Roles of filler dimensions, interphase thickness, waviness, network fraction, and tunneling distance in tunneling conductivity of polymer CNT nanocomposites

We present a simple model to express the tunneling conductivity of polymer CNT nanocomposites as a function of the filler dimensions, filler conductivity, interphase thickness, waviness, fraction of networked CNTs, and tunneling distance. This model expresses the percolation threshold and the fraction of networked CNTs in terms of filler dimensions, waviness, and interphase thickness. The model was tested using experimental results from the literature.

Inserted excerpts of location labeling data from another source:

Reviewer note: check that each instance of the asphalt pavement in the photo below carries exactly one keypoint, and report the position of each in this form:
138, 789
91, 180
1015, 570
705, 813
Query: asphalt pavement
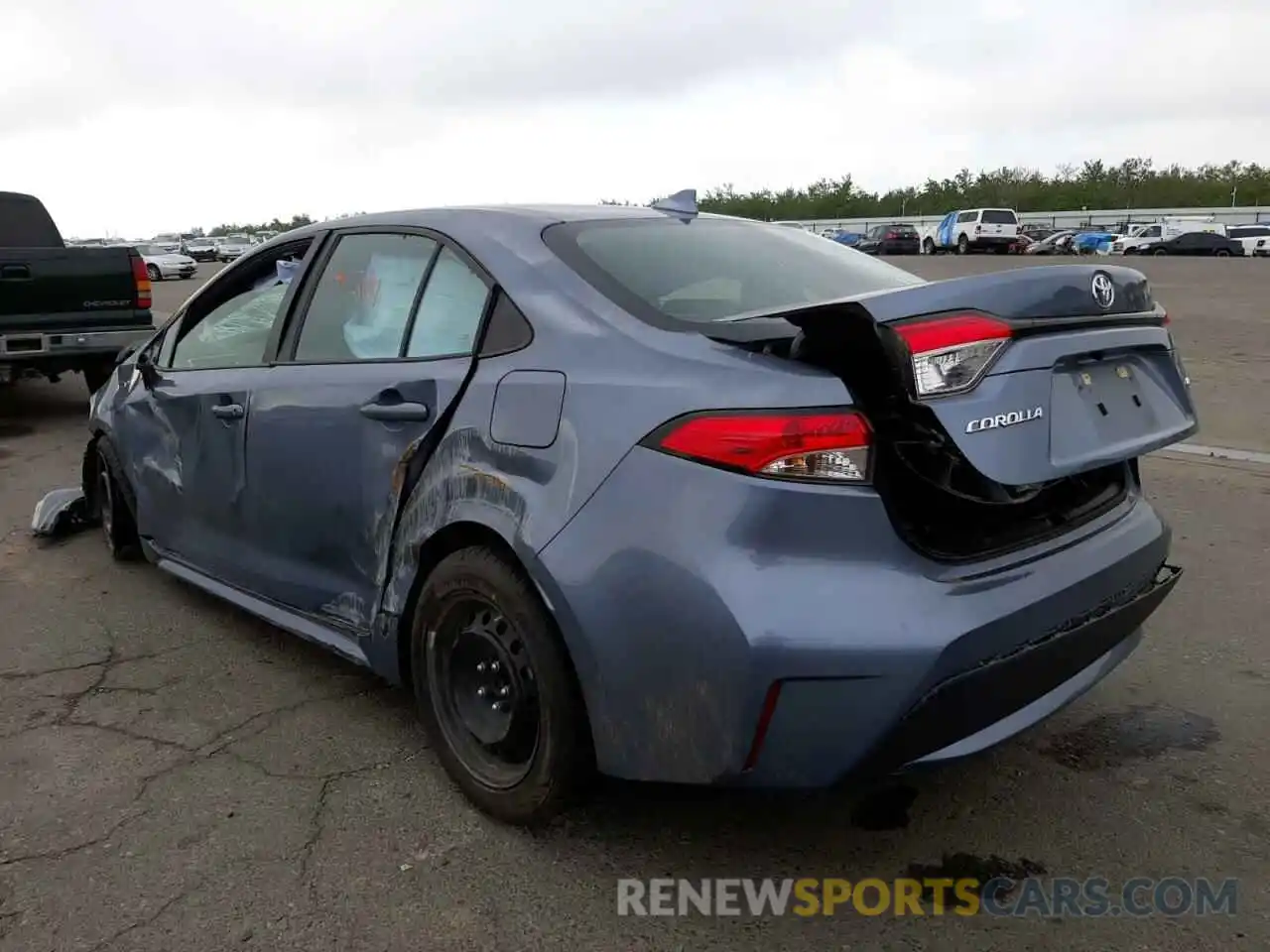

The predictions show good agreement with the experimental results in all samples, demonstrating the model's robustness for estimating tunneling conductivity. Moreover, the tunneling distance decreases as the filler concentration increases in all samples. The model parameters have a reasonable effect on the tunneling conductivity. The waviness and tunneling distance inversely affect the tunneling conductivity. Further, the waviness weakens the effective length of the nanotubes, and large tunneling distances cannot effectively transfer electrons between two adjacent nanotubes. The interphase thickness directly controls the tunneling conductivity, because a thick interphase reduces the percolation threshold. Poor percolation also creates large and dense conductive networks in nanocomposites, which is desirable for conductivity.